There has always been an undercurrent of talk about Nation anglers qualifying for the Bassmaster Classic. Some of the guys don’t think it’s right. They believe that the Classic should be pure — pure being defined as pro anglers only.

I agree with them. The Classic should be pure. Where I disagree is in the definition of pure. To my mind any reasonable reading of pure has to include anglers from the B.A.S.S. Nation. Here’s why:

Let’s start with the obvious. Probably one of the great sports stories of all time is Bryan Kerchal and his win at the B.A.S.S. Nation Championship in 1994. We all know he won the Bassmaster Classic that same year. We never got to see what he would become or what his career would mean to bass fishing. He died in a plane crash about five months after that.

But, does anybody doubt that he earned his win? Say what you will, he caught more weight than anyone else. That’s how we measure winning and losing a bass tournament. Therefore, by definition he was the best angler in that event. As such, he deserved to be there.

We can say the same thing about this year’s field. Three of the qualifiers have fished the Classic before. One of them, Paul Mueller, darn near won the thing last year. Repeated qualifications are no accident and they’re not the product of luck.

Here’s the way I see it: Every angler fishing the Classic from the Nation has won tournaments time and again over the course of at least a year. The long haul is the only haul. Nobody stays lucky that long.

Luck is when you find a school of bass that aren’t supposed to be there and catch the fire out of them one time, in one tournament. Luck is when you catch a giant in a tough event and sneak through to a win. Winning over and over is skill.

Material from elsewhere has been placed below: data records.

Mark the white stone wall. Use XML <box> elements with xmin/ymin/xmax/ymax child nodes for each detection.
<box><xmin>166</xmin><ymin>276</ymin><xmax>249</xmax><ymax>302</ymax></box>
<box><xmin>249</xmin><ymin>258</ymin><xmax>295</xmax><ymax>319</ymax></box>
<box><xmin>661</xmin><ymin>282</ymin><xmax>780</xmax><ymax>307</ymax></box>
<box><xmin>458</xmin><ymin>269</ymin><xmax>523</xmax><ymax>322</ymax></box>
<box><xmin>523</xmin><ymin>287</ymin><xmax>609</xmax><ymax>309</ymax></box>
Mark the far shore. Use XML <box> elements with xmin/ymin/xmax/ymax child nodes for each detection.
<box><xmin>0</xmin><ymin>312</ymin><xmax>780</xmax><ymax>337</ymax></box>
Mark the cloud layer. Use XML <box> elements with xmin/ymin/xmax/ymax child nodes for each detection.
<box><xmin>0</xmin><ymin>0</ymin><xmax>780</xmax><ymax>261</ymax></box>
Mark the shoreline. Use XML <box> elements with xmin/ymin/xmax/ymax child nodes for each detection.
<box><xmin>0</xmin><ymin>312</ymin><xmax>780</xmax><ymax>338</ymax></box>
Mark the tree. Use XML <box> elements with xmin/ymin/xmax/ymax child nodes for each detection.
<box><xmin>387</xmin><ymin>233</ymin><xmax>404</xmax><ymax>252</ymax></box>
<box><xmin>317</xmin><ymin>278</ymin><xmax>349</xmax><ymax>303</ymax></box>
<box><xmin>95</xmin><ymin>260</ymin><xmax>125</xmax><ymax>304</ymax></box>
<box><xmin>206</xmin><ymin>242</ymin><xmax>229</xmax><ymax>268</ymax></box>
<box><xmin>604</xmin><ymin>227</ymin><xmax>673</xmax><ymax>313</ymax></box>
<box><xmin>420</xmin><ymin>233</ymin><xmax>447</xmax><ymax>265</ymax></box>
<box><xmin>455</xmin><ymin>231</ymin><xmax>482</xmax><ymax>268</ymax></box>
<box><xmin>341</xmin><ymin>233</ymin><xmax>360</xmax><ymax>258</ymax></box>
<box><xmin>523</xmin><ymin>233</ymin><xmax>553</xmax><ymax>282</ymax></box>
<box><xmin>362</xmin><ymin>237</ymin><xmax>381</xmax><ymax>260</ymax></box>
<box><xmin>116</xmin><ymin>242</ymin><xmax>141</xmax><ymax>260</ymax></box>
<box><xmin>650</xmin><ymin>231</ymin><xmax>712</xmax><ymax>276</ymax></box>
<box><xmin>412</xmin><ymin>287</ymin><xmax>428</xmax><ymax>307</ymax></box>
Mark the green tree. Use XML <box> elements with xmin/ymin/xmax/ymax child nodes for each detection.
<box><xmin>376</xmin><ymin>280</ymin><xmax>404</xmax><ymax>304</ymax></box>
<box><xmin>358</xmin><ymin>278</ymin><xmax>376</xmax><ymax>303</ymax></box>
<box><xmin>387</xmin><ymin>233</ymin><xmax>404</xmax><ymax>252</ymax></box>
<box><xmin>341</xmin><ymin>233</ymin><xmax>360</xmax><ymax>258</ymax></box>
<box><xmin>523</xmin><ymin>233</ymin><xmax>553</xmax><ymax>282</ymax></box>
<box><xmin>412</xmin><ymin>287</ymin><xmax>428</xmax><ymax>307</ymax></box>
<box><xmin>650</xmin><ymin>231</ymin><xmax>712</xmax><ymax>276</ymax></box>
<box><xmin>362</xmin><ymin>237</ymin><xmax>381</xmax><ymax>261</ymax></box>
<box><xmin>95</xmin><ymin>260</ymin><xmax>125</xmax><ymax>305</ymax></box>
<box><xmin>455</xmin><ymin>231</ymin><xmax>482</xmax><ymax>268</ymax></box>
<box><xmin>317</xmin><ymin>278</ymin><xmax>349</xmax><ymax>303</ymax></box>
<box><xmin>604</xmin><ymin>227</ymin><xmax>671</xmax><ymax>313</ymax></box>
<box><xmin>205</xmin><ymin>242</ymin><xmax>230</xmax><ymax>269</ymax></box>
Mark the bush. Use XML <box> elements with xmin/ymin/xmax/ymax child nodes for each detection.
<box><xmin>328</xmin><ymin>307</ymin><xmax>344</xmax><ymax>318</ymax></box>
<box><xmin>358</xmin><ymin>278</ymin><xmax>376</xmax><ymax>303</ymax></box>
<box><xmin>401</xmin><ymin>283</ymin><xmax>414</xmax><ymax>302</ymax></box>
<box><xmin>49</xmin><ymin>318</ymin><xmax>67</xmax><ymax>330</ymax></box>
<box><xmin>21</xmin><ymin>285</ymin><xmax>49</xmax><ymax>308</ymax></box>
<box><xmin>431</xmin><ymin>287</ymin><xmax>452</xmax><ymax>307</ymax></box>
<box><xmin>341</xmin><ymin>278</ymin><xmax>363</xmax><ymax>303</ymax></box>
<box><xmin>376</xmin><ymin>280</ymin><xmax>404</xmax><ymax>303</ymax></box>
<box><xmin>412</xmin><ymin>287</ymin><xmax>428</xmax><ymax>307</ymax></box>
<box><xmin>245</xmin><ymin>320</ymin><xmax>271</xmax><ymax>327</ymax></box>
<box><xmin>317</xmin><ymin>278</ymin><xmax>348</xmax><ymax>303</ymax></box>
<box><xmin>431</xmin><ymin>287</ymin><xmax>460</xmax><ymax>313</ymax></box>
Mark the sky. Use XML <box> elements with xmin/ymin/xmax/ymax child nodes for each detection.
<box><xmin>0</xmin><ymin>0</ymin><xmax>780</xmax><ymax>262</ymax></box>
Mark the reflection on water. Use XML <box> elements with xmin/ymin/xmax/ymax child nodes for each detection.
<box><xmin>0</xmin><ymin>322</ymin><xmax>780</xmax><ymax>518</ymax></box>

Another observation I want to make is that not everyone wants to be a pro or has the opportunity to be one. There’s more than one angler in the country who’s every bit as good as our top professionals, past or present. For a variety of reasons they simply choose not to go pro.

Finally, the Classic qualification process through the Nation is fairly unique and helps us keep our sport vibrant at the recreational level. No country club golfer can qualify for the Masters. No weekend football player, regardless of his size or skill level, will ever experience the thrill of starting in a Super Bowl.  Nation anglers can not only compete, they can win.

Charlie Hartley supports the B.A.S.S. Nation 100 percent!